For anyone in the northeast, i can recommend Three Days At The Fair [1], the longest duration of which is actually 6 days and the course is a 1 mile loop around a state fair ground in New Jersey. I did a mere 12 hour option on the final weekend, and the suffering of those competitors on their 5th/6th day is something i will never forget. Sideways leans, some quite pronounced, others moving backwards to alleviate pains developed moving forwards etc.
Why do they do it? Well, the camaraderie is incredible. Much of the course is lined where runners have pitched their tents/campers/chairs and the support, sharing of food, stories and beer make it a unique event. The shortest duration is 6 hours and you’re not obliged to run more than a single loop/mile if you don’t want to.
Relatedly, see Big's Backyard Ultra[0]: runners run a 4-mile loop, on the hour, every hour, 24 hours a day, until only one runner completes a loop that nobody else does. In 2011, when it started, the winner did 18 laps. In 2023, the winner completed 108 laps!

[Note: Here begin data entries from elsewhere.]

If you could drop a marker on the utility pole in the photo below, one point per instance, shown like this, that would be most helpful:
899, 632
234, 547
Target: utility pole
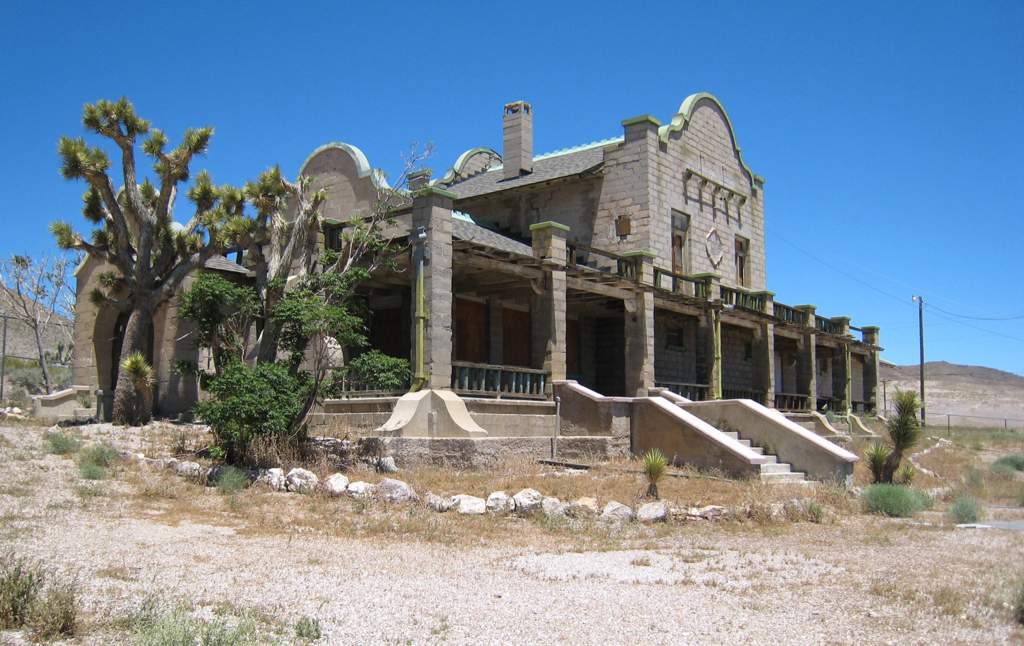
921, 337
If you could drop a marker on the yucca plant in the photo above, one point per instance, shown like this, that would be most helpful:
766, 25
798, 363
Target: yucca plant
876, 456
654, 465
904, 430
140, 374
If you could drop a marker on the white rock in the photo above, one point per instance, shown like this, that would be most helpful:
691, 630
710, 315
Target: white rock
500, 503
653, 512
526, 502
469, 504
553, 508
438, 504
188, 469
301, 480
336, 484
273, 478
394, 490
616, 512
360, 489
583, 508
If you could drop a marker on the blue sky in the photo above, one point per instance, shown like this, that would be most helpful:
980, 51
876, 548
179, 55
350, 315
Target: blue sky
890, 134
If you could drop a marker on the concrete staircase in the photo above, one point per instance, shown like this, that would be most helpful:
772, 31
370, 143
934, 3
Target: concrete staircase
772, 471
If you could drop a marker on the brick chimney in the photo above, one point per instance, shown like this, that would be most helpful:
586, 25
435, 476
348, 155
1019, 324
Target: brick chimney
518, 130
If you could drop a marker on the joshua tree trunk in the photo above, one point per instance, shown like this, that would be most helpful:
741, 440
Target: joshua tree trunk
125, 400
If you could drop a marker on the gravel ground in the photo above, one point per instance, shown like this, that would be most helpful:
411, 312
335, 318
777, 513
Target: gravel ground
700, 583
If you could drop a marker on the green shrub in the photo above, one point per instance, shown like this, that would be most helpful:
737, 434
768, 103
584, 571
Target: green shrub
654, 464
20, 584
231, 480
307, 629
253, 401
965, 509
876, 457
59, 444
895, 501
55, 613
1015, 462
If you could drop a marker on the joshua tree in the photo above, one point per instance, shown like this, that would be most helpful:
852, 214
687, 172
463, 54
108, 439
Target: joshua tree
904, 431
135, 234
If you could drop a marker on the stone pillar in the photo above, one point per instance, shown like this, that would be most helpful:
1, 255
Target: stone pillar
432, 213
496, 330
871, 338
640, 327
807, 364
548, 310
764, 361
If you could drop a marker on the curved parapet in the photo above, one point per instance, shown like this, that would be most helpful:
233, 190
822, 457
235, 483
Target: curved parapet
681, 121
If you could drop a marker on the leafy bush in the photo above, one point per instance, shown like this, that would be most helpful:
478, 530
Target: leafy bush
876, 457
965, 509
20, 584
94, 460
654, 464
231, 480
1015, 462
255, 401
895, 501
59, 444
307, 629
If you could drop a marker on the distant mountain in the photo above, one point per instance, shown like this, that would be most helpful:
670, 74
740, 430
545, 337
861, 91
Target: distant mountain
962, 391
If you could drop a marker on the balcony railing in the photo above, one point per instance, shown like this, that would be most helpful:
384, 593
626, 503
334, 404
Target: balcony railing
792, 315
791, 401
679, 284
498, 381
742, 393
693, 392
752, 301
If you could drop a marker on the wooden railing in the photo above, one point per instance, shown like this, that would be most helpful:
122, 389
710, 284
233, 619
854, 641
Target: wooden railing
693, 392
583, 256
679, 284
792, 315
742, 393
791, 401
756, 302
498, 381
826, 326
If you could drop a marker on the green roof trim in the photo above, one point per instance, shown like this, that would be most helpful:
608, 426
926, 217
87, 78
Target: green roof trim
682, 119
548, 224
632, 121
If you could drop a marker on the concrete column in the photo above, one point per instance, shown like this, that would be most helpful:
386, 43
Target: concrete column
432, 212
871, 337
548, 308
764, 362
807, 364
496, 329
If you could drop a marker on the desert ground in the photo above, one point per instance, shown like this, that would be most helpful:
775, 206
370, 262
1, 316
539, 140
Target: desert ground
148, 552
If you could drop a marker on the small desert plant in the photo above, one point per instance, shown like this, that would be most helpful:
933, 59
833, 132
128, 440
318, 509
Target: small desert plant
307, 629
965, 509
54, 614
20, 583
905, 474
231, 480
654, 465
59, 444
94, 460
140, 374
876, 456
895, 501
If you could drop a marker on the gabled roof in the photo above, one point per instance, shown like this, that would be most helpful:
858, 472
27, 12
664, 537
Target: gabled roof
564, 163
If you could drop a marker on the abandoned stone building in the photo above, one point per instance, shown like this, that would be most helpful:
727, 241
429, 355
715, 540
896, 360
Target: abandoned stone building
603, 297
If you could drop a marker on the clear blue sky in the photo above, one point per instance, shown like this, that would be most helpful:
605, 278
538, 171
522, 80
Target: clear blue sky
890, 133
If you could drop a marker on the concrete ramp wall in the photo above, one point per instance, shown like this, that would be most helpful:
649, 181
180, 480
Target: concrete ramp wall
768, 428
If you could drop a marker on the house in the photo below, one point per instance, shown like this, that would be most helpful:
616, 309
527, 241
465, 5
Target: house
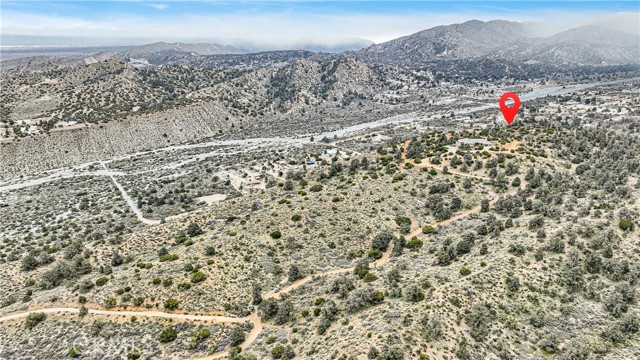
331, 152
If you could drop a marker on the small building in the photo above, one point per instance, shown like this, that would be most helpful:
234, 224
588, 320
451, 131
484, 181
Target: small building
331, 152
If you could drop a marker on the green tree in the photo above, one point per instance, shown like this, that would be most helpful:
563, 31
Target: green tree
237, 336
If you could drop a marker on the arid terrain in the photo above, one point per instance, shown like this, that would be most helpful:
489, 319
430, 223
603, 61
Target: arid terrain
362, 205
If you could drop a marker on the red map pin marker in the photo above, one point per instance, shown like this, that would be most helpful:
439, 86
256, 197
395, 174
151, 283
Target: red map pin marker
509, 113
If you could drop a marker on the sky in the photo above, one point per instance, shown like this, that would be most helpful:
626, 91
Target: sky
281, 23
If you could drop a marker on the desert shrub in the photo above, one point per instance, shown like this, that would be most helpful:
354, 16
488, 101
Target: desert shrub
168, 257
168, 334
479, 320
414, 294
428, 229
294, 273
194, 230
414, 243
268, 308
171, 304
198, 277
102, 280
316, 188
382, 240
362, 298
237, 336
109, 302
29, 262
513, 283
625, 224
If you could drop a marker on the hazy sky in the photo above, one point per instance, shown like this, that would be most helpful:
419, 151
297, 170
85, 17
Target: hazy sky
282, 22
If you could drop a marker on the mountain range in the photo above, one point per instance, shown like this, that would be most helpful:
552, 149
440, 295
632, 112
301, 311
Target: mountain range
510, 41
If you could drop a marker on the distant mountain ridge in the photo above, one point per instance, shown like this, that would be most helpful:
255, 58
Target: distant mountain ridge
505, 40
195, 49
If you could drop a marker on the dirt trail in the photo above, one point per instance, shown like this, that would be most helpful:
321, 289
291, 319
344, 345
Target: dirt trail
160, 314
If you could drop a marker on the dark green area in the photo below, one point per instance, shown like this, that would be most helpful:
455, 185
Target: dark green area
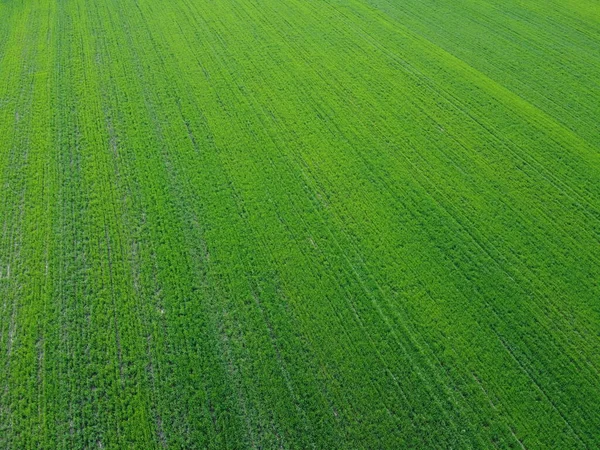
299, 224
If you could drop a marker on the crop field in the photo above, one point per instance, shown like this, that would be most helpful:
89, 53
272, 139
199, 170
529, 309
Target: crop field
303, 224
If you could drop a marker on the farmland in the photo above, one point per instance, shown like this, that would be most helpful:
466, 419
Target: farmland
299, 224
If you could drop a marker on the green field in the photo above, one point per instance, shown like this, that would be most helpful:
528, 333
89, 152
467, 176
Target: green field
328, 224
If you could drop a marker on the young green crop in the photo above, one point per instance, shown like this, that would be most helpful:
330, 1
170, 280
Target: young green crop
299, 224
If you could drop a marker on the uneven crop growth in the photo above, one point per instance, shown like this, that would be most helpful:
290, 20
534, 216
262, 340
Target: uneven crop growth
299, 224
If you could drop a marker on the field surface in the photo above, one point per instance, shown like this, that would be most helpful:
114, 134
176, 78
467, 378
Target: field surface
328, 224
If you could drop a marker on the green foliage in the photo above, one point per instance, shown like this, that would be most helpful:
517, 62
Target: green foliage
299, 224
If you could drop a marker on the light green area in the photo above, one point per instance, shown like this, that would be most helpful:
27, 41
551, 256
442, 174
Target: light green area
299, 224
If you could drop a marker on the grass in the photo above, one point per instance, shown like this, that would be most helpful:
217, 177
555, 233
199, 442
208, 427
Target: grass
299, 224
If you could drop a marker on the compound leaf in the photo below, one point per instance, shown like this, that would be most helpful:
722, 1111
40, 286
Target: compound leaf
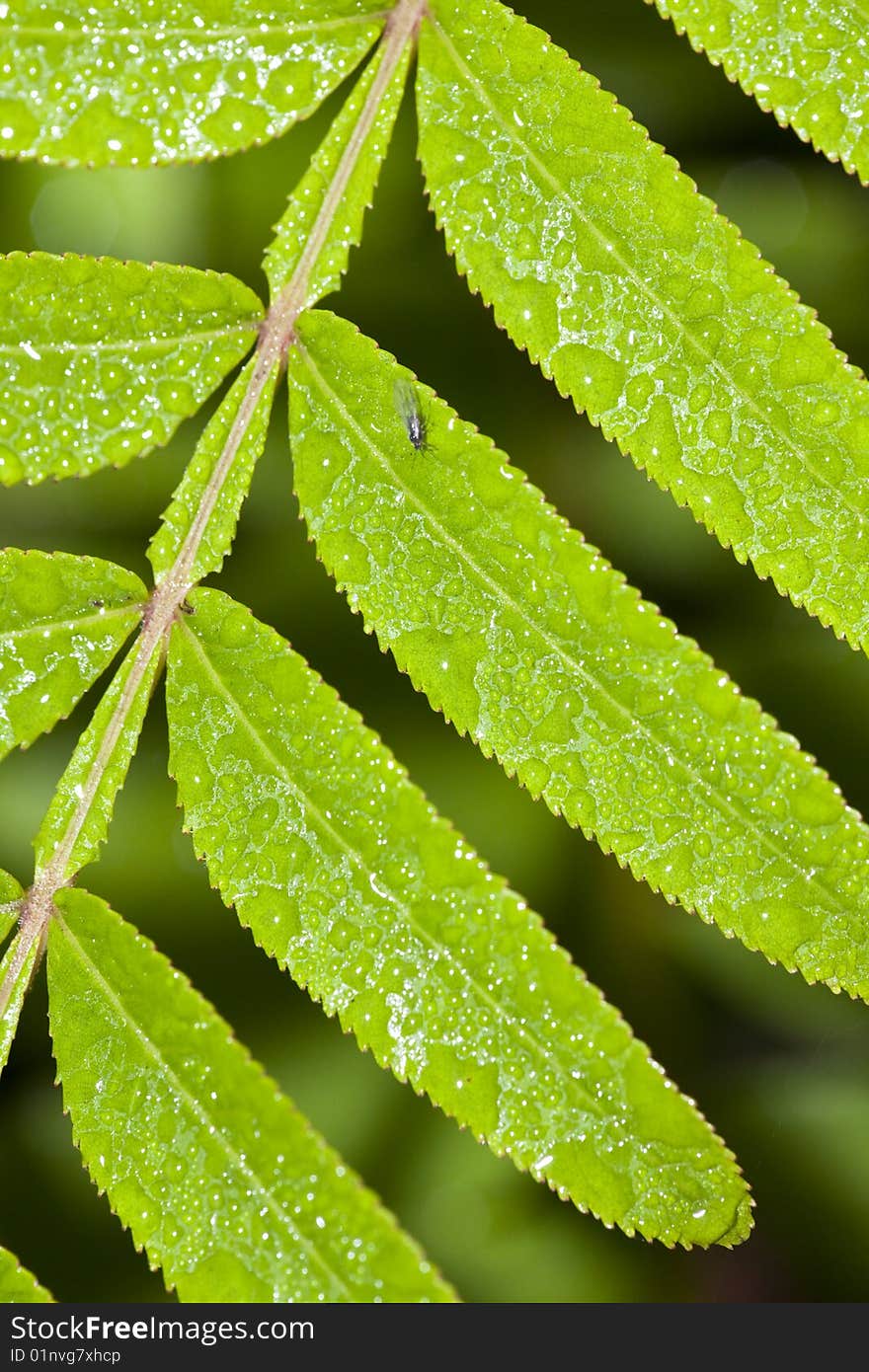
524, 637
62, 619
808, 62
213, 1171
102, 359
206, 467
294, 231
95, 83
77, 819
17, 1284
347, 876
14, 992
646, 306
10, 897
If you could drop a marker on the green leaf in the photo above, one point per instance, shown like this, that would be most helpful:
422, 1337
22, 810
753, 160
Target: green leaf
528, 641
646, 306
14, 994
17, 1284
62, 619
214, 449
348, 877
808, 62
77, 820
324, 175
95, 83
10, 897
102, 359
214, 1172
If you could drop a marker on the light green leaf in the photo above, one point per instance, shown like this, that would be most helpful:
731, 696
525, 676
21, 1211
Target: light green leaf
210, 1167
10, 897
528, 641
348, 877
95, 83
62, 619
77, 820
14, 994
324, 179
17, 1284
646, 306
102, 359
215, 447
808, 62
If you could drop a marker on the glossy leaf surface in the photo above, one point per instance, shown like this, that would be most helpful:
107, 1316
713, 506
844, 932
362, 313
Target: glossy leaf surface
161, 81
102, 359
348, 877
806, 60
646, 306
527, 640
17, 1284
14, 995
62, 619
214, 1172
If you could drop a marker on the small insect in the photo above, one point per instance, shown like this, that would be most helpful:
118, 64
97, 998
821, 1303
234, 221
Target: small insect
412, 415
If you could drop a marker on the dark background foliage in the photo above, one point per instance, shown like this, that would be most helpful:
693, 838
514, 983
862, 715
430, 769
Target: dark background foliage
778, 1066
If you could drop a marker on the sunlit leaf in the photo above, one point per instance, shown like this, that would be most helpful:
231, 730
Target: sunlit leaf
808, 62
14, 992
62, 619
102, 359
17, 1284
83, 804
646, 306
105, 84
206, 471
213, 1171
528, 641
323, 179
348, 877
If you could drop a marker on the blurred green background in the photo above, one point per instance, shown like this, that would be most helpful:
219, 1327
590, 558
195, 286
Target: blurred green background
778, 1066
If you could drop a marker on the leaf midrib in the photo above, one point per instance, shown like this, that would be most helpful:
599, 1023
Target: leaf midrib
641, 284
204, 35
198, 1110
356, 858
58, 626
126, 344
724, 802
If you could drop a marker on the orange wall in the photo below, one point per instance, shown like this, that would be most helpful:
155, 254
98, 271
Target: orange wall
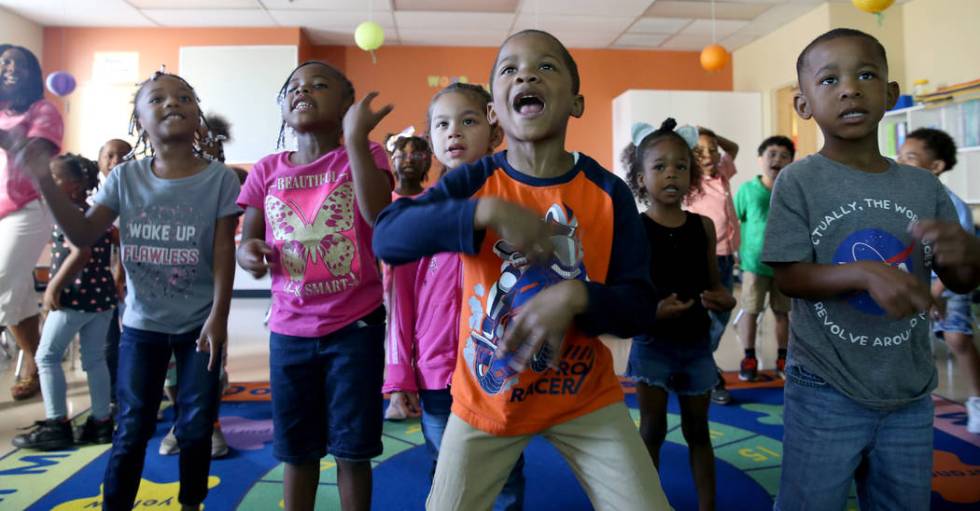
402, 76
405, 76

I don't think that this is the most pure running format. I don't know what that would be, never having aimed at purity in running--maybe it's kids playing tag.
Financially, though, this doesn't sound that bad. One must go through quite a few pairs of shoes every year, and there's the cost of travel to such competitions. Plenty of people like to ski, and I can imagine they drop a lot more money on that.
Skiing is mentally and physically genuinely enjoyable. Endurance/exhaustion running is defined as at least 12-hours of pain, which to me translates as "proselytization via self-flagellation". I hope the sense of achievement they get at the end is genuinely worth it.